I am not a supporter of market regulation and instrumental monetary policies and therefore I, personally, oppose QE. James Grant published in the Financial Times an article that highlights the tragedy of actual monetary policies:

A bond is a promise to pay money. When the nature of quantity of that money is a government’s to manipulate, the value of the promise comes in for question”.

James Grant

He also points out that the pound has lost 98% of its value since 1917, and questions how central banks and governments may react to a new recession with QE and almost zero percent interest rates already established, and the effect that this will have on people’s money.

On the other side of the coin it is also worth reading what Dr. Krugman, a strong supporter of QE, thinks about its likely effect on Europe’s economy:

“Will the QE policy turn this around? Unless it’s shockingly larger and more aggressive than expected, it’s hard to see how. Unconventional monetary policy works, if it does, largely by changing expectations; but the markets know this is coming, and are notably unimpressed.”

Dr Paul Krugman

Even economists committed to Keynesian economics doubt the effectiveness of the QE programme introduced by the ECB in Europe and whether it will actually have a real impact on the rate of inflation. My perspective is similar to that of Bill Gross, a veteran bond investor and founder of Pimco. He believes that as a result of very low interest rates in Europe, banks are unlikely to use the money introduced by QE to invest in the real economy.

There are more reasons to worry about Europe’s economy. QE is supposed to address deflation and help Europe to reach its target inflation rate of 2%; but what if the policy does not have the expected effect? With interest rates set at historically low levels and a QE policy established through the continent, there is not much more to do, and if inflation levels remain low, the margin to introduce new policies to change that trend is null.

The political environment in the union is far from ideal. The rise of Syriza in Greece is a threat to the political and economic stability of Europe.
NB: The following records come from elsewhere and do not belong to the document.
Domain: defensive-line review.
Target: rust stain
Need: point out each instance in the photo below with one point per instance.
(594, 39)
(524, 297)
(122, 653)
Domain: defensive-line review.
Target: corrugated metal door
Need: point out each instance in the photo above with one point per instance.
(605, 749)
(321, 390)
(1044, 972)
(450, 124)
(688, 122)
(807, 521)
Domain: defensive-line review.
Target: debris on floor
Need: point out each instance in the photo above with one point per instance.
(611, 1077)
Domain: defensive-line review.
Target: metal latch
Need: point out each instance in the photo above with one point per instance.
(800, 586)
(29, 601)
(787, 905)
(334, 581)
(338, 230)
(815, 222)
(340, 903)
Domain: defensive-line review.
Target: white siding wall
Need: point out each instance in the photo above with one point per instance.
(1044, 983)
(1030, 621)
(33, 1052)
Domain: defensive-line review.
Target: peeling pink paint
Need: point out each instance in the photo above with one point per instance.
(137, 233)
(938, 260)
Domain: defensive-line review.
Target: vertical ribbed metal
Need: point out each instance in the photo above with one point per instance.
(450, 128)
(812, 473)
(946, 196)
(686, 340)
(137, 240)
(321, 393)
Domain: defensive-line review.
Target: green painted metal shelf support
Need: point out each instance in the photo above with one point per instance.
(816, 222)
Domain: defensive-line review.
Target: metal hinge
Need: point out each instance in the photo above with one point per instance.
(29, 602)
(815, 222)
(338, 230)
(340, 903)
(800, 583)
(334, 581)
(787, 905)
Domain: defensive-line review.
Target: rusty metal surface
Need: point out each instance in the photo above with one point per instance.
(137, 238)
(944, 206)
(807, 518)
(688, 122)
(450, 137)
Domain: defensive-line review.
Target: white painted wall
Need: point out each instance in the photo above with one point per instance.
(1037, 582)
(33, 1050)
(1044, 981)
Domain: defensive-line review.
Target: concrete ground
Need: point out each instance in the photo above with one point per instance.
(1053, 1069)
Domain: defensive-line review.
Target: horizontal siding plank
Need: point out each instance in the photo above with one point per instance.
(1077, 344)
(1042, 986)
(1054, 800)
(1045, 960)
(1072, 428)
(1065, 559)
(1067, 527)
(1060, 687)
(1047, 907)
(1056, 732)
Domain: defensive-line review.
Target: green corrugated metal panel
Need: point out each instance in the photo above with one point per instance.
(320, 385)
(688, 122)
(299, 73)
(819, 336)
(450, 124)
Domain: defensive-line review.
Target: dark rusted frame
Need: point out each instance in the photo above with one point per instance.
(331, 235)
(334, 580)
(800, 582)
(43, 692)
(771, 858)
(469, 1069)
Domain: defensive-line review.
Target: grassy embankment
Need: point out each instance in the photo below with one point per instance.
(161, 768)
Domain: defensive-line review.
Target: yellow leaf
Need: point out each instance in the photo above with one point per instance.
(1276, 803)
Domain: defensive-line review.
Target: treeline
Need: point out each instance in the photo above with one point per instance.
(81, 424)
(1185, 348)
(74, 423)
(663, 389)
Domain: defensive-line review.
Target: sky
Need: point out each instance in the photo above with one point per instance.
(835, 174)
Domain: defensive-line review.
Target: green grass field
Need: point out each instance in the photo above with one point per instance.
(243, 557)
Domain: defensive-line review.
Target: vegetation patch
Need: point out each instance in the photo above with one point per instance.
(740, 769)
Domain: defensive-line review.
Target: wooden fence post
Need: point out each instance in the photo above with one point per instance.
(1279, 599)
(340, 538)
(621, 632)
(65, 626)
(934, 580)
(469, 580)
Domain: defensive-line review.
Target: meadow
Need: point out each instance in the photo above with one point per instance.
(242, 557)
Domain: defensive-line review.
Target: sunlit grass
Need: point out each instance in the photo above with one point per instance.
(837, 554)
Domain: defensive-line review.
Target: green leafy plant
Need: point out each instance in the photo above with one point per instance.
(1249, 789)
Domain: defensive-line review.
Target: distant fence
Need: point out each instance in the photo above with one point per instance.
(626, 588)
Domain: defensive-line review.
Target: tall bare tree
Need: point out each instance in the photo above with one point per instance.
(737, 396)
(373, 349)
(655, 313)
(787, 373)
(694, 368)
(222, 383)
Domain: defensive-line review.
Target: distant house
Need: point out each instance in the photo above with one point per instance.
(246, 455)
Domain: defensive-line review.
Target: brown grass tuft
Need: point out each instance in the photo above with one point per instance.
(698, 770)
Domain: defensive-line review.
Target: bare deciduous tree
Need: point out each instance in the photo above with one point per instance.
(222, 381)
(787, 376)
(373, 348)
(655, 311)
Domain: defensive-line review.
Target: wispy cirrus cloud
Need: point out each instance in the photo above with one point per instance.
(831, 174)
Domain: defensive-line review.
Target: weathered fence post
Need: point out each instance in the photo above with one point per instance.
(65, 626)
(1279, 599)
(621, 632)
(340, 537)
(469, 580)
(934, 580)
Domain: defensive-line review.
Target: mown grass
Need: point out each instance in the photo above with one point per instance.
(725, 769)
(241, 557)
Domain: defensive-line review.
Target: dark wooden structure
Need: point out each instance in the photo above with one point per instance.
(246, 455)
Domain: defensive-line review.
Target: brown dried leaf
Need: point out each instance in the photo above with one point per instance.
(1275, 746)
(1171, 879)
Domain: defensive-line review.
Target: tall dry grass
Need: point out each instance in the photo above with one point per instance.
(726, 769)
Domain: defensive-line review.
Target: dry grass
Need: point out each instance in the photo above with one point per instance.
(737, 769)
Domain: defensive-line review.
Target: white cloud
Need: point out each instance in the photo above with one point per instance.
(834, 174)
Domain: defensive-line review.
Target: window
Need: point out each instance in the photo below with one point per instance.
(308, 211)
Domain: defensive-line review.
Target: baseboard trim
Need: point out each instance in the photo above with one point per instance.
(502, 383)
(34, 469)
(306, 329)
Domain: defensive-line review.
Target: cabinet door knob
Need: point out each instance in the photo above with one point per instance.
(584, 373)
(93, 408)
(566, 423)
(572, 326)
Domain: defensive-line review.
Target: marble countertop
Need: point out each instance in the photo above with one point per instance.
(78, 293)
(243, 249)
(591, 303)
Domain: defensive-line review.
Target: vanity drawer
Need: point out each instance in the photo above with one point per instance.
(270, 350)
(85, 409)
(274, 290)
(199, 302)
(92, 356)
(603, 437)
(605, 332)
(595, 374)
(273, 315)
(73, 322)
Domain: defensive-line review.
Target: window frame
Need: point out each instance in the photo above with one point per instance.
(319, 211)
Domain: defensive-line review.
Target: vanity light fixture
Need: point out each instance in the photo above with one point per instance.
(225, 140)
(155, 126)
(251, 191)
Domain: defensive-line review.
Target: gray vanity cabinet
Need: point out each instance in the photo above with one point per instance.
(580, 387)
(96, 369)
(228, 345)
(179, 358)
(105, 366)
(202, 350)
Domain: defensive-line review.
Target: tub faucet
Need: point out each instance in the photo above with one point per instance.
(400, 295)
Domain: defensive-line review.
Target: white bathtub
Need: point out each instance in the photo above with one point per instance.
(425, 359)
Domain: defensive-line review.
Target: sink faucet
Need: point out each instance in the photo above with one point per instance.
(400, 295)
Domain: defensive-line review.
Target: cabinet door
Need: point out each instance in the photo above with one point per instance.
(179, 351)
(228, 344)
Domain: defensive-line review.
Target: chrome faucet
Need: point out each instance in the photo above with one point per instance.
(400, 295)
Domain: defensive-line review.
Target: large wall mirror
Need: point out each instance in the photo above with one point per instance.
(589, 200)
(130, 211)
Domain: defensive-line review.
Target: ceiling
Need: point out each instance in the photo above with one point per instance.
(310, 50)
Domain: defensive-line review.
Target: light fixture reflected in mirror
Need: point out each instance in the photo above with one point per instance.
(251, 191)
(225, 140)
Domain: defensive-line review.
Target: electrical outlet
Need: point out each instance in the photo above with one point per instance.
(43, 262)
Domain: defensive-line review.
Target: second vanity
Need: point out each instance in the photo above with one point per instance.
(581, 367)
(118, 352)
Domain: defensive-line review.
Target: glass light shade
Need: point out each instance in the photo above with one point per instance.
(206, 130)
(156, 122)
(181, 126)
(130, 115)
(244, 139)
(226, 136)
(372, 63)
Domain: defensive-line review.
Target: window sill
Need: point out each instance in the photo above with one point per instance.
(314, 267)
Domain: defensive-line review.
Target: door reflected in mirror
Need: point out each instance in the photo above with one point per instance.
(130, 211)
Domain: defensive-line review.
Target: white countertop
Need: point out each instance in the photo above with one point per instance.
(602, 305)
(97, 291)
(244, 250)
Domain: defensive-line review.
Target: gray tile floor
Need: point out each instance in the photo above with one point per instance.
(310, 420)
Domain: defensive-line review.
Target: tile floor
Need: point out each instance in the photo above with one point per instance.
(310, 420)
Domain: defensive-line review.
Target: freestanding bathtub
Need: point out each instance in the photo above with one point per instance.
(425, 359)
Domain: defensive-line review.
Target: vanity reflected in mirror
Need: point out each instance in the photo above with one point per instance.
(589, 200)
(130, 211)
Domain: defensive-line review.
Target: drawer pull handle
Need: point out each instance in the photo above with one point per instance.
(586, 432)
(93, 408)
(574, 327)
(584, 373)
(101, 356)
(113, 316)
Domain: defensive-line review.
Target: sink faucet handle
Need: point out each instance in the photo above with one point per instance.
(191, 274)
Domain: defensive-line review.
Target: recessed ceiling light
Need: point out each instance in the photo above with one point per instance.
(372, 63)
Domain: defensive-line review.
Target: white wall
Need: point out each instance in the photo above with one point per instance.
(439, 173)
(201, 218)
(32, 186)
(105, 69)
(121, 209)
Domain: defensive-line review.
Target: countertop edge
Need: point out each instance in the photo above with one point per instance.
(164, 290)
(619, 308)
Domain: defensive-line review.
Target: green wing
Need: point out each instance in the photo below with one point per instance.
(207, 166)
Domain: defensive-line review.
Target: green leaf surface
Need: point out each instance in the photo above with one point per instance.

Populism wins, stability loses. It is unlikely that Greece’s new governments will reach an agreement with Europe’s bureaucrats. This may push Greece into exiting the Eurozone leading to the monetary union losing all credibility. A number of European countries still have a large public deficit and are being financed through the ECB and financial markets. If populist movements expand across Europe and gain majorities in Parliaments, and Governments start questioning the repayment of public debts and austerity, the results can be devastating. It is logic not to lend money to someone who is not willing to pay it back to you. If governments run out of external liquidity, they will have to reduce expenditure, and this will lead to social unrest and will cause ramifications to the Eurozone.

The economy in Europe may become hostile in the upcoming year. Political instability will have some impact upon the macroeconomic environment. Worries of further deflation in the union are slowly disappearing, but political instability and a hostile environment could bring such worries back. The EU faces extremely challenging times, and while optimistic analysts are predicting better economic prosperity for the upcoming year, one should consider the possibility of a perfect storm, that may reach an unusual and devastating magnitude.